Prediction of COVID-19 Severity by Applying Machine Learning Techniques

Authors: V. Shankar, Telugu Hemalatha, Katkoori Preethi, S Sushma, K Manusha

DOI Link: https://doi.org/10.22214/ijraset.2023.54193

Abstract

An intimidating spread of COVID- 19(which is also known as severe acute respiratory pattern coronavirus 2 or SARS- COV- 2) led scientists to conduct tremendous sweats to reduce the epidemic goods. Artificial intelligence (AI) methods that are quick and precise are needed to support croakers in their assessments of a case\'s inflexibility and mortality hazard. By providing early medicine administration, pre-vaccination of rigid patients will reduce the cost to the hospital and stop instances from dying continuously. This design uses machine learning and deep learning techniques to build a vaticination model that predicts several inflexibility problems for the COVID-19 case grounded on X-ray pictures. Non-Handcrafted styles and composite handcrafted ways are applied to extract features. Principal Component Analysis( PCA) is being incorporated to choose the most vital features, and also Machine and Deep learning ways are applied. To extract characteristics, non-handmade styles and composite handcrafted methods are used. To choose the most crucial features, Principal Component Analysis (PCA) is used with machine and deep learning techniques. The cases are categorised and classified as pneumonia, severe, or normal. The PCA features enabled the Bagging, Ada Boost, KNN (K- nearest neighbors), and XGBoost classifiers to perform stylishly with 97% of accuracy, 98% of precision, and recall of 95%. This study proposes a new prophetic frame for the inflexibility and mortality threat of COVID-19 cases to help hospitals, croakers, and medical installations in their decision-making about which cases need to get attention first before others, and at the same time, to keep hospitals ’ coffers for high- threat precedence cases.

Introduction

I. INTRODUCTION

The World Health Organization (WHO) Country Office in China initially received word of a pneumonia of unknown cause discovered in Wuhan, China, on December 31, 2019. Since then the number of cases of coronavirus are increasing along with the high death toll.
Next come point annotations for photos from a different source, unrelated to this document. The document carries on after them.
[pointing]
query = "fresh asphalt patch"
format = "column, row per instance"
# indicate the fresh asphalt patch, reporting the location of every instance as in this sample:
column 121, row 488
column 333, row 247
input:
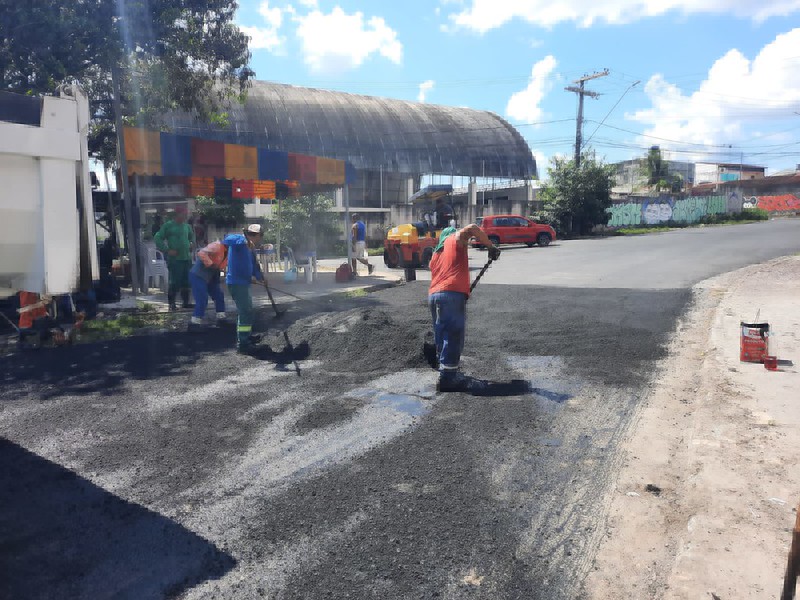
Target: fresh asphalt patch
column 348, row 476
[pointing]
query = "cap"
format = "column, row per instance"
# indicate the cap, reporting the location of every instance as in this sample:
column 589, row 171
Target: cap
column 446, row 233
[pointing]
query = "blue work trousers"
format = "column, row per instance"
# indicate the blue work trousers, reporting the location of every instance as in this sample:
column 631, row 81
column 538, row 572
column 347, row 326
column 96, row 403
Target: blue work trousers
column 201, row 290
column 240, row 292
column 449, row 314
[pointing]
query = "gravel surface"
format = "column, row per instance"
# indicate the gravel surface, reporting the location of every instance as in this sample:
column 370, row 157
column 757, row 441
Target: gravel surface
column 328, row 468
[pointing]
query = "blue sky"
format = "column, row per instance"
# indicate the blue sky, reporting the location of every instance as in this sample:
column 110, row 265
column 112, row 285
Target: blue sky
column 718, row 80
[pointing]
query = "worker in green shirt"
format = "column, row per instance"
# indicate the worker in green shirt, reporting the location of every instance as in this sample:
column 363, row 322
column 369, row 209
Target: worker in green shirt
column 175, row 240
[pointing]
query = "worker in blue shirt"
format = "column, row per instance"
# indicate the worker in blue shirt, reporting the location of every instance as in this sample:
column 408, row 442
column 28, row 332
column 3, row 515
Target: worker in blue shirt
column 358, row 239
column 243, row 270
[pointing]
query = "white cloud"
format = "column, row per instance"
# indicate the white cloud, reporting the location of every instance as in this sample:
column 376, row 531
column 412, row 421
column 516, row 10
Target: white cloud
column 424, row 88
column 524, row 105
column 738, row 98
column 484, row 15
column 339, row 41
column 266, row 37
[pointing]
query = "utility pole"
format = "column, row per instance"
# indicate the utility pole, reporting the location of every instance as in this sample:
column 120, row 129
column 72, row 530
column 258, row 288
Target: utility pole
column 581, row 93
column 133, row 240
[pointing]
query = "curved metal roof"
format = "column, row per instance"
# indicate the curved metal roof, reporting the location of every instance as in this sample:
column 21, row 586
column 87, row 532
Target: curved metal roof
column 404, row 137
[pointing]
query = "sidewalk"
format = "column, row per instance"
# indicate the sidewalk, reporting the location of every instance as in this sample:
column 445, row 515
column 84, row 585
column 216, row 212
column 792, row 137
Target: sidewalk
column 720, row 439
column 323, row 285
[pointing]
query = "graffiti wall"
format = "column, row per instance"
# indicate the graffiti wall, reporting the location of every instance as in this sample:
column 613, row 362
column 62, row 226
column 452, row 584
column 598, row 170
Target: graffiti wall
column 782, row 203
column 652, row 211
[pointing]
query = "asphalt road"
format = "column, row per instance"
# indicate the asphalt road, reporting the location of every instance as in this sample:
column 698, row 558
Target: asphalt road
column 168, row 466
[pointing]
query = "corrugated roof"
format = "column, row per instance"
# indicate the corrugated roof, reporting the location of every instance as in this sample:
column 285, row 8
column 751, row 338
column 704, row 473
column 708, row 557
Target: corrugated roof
column 404, row 137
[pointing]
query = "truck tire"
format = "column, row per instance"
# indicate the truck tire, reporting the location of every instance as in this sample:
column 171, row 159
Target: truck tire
column 391, row 257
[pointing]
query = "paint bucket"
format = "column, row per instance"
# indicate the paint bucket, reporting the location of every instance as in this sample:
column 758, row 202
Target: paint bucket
column 771, row 363
column 754, row 342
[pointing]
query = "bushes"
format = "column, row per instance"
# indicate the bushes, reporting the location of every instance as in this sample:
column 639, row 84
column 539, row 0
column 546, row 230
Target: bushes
column 753, row 214
column 222, row 212
column 747, row 214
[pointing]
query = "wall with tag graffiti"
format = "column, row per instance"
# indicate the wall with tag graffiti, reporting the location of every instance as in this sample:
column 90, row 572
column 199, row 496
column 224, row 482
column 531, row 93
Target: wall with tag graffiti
column 774, row 204
column 652, row 211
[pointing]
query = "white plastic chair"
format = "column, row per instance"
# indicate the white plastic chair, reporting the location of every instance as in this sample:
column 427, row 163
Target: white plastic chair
column 155, row 269
column 308, row 266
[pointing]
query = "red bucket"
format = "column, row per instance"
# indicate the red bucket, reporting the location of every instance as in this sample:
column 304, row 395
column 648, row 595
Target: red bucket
column 754, row 344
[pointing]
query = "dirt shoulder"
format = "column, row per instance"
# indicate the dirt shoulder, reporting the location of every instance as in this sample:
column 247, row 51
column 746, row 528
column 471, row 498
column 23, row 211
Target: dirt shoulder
column 721, row 440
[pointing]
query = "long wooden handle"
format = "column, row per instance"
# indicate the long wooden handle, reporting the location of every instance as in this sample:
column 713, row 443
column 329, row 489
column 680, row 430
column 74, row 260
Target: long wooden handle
column 793, row 564
column 478, row 278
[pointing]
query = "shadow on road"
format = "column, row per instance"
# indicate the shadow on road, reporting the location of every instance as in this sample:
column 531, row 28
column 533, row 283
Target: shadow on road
column 103, row 367
column 64, row 537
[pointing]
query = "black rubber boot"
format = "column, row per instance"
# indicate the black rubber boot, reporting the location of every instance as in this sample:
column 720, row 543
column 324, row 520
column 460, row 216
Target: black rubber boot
column 185, row 298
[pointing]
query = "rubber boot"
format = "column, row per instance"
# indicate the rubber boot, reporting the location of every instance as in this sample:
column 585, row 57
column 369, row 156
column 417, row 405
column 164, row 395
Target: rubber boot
column 185, row 298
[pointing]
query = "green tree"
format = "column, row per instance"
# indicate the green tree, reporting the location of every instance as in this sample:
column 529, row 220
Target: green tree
column 656, row 170
column 171, row 54
column 306, row 223
column 578, row 197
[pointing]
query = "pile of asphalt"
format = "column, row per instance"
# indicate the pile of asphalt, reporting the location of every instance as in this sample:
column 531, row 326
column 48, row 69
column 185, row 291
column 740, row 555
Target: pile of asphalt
column 365, row 338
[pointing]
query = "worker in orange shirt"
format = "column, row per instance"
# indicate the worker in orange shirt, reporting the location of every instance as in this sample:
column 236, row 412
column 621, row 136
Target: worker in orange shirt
column 204, row 277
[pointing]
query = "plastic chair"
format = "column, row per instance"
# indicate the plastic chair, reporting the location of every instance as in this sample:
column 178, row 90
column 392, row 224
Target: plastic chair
column 155, row 268
column 308, row 266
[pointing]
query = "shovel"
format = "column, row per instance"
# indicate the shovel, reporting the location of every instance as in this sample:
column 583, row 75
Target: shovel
column 429, row 345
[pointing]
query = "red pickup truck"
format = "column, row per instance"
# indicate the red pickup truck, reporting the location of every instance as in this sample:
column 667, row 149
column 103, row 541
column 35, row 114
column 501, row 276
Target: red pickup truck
column 515, row 229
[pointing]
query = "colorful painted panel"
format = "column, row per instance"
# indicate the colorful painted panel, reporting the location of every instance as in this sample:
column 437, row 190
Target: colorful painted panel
column 142, row 151
column 273, row 165
column 330, row 171
column 781, row 203
column 302, row 168
column 241, row 162
column 263, row 189
column 243, row 188
column 176, row 155
column 208, row 158
column 199, row 186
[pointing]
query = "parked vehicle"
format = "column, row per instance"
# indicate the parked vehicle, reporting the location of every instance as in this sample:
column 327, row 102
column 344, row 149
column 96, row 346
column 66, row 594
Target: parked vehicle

In just a few days, the virus has started to spread widely from one city to the whole world. Coronaviruses are a large virus family that may cause everything from a typical cold to more serious illnesses like Middle East Respiratory Syndrome (MERS) and Severe Acute Respiratory Syndrome (SARS). MERS-CoV and SARS-CoV are the names of these two diseases which are spread by coronaviruses. In 2002, SARS was first seen in China, and in 2012, MERS was first seen in Saudi Arabia. In 2019, is recent virus seen in Wuhan, China is called SARS-COV2.

A critical activity that reduces the mortality rate, uses hospital resources, and benefits doctors is predicting the early-stage severity risk of any sort of illness in their decision-making. Figuring out the COVID-19 patients' severity risk is therefore a crucial task with numerous benefits, including ensuring that each patient receives the appropriate medical care in accordance with their severity, making the most effective utilisation of the hospital's amenities by providing the high-risk patient top attention and aiding doctors in making choices that will enhance the patient's care.

The three main approaches for finding COVID-19 are X-ray imaging, reverse transcription-polymerase chain reaction and computed tomography (CT). Although RT-PCR is the effective type, it is the most expensive, is not offered in all hospitals, and requires a long time to obtain results. Therefore, for early detection and treatment of this disease, many doctors rely on chest radiographic imaging, which might include CT and X-rays. Although CT is a very sensitive instrument, its findings can only be seen after a long period depending on when symptoms first appear. As a result, CT is challenging to utilize in routinely monitoring patients.

Despite the fact that chest X-ray (CXR) radiography is one of the most widely used and accessible techniques for the quick assessment of lung diseases, it is less sensitive than CT and RT-PCR. Since X-ray findings may be seen quickly and the technique is inexpensive, it can be done regularly to check on the patient's condition.

Feature extraction is a difficult task, particularly when the size of the data set is tiny. Values of numerical information or intensity of pixels that provide useful information regarding the local and/or global variations of an image's pixels are called an image's attributes.

Finding a feature vector representation of the input photos and successfully extracting the most important factors pertinent to the desired application's goal constitute the procedure. Today, for feature extraction non-handcrafted (deep learning) and handcrafted feature extraction are the two main methods utilised. More known or meaningful features are manually extracted through handcrafted techniques.

The quality and effectiveness of the prediction model are heavily influenced by the selection of the most efficient image features, which is a critical stage. Filter-based, Forward Selection, Recursive Feature Elimination (RFE), Backward Elimination, Principal Component Analysis (PCA), and Linear Discriminant Analysis (LDA) are all approaches for feature selection.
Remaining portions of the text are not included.